Make Zingg More Usable - Part 1. Blocking
Closed this issue · 5 comments
Sometimes Zingg jobs are slow or fail due to a poorly learnt blocking tree. This can happen due to a variety of reasons.
For example when a user adds sgnificantly larger trainingSamples compared to Zingg learnt labeling. Or due to a natural bias in the data with lots of null columns used in matching. Having an understanding of how blocking is working may be a good step before deciding to run a match or link job.
Let us add a new phase debugBlocking
which will block the incoming data and output
- Counts per block( getPipeUtil().write(blocked.select(ColName.HASH_COL).groupByCount(ColName.HASH_COL, ColName.HASH_COL + "_count"), getPipeForDebugBlockingLocation(timestamp));
) - 10% records of top 3 by count blocks so that people can see whcih records are contributing to the issue and add appropriate training
We can save results in zinggDir/modelId/blocks/timestamp/counts and zinggDir/modelId/blocks/timestamp/blockSamples
timestamp - same for both
this is a new phase.
define a new class Blocker which has the logic for blocking copied from matcher. It will take blocking tree and return blocks.

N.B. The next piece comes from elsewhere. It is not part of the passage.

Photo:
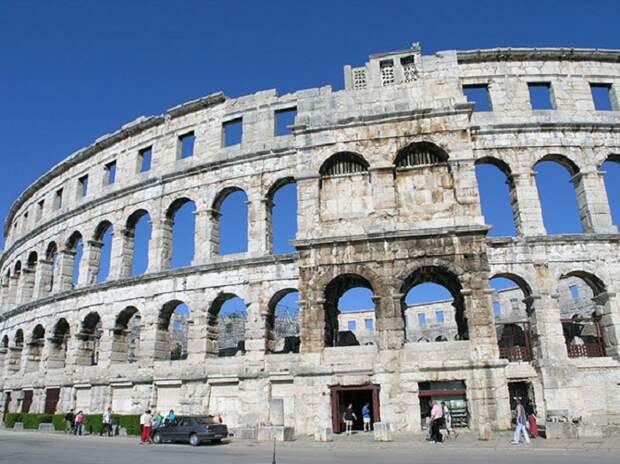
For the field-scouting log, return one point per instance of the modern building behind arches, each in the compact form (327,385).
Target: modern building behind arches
(384,175)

In Matcher. getBlocked. call new Blocker<S,D,R,C,T>,getBloched(getBlockingTreeutil)
In BlockingTreeDebugger
, call same
if there are more than one sources, we need to do a group by of the hashes per source.
see also #893
zingg.sh --phase debugBlocking --conf config.json --zinggDir /location
what will the run command look like?
—zinggDir is optional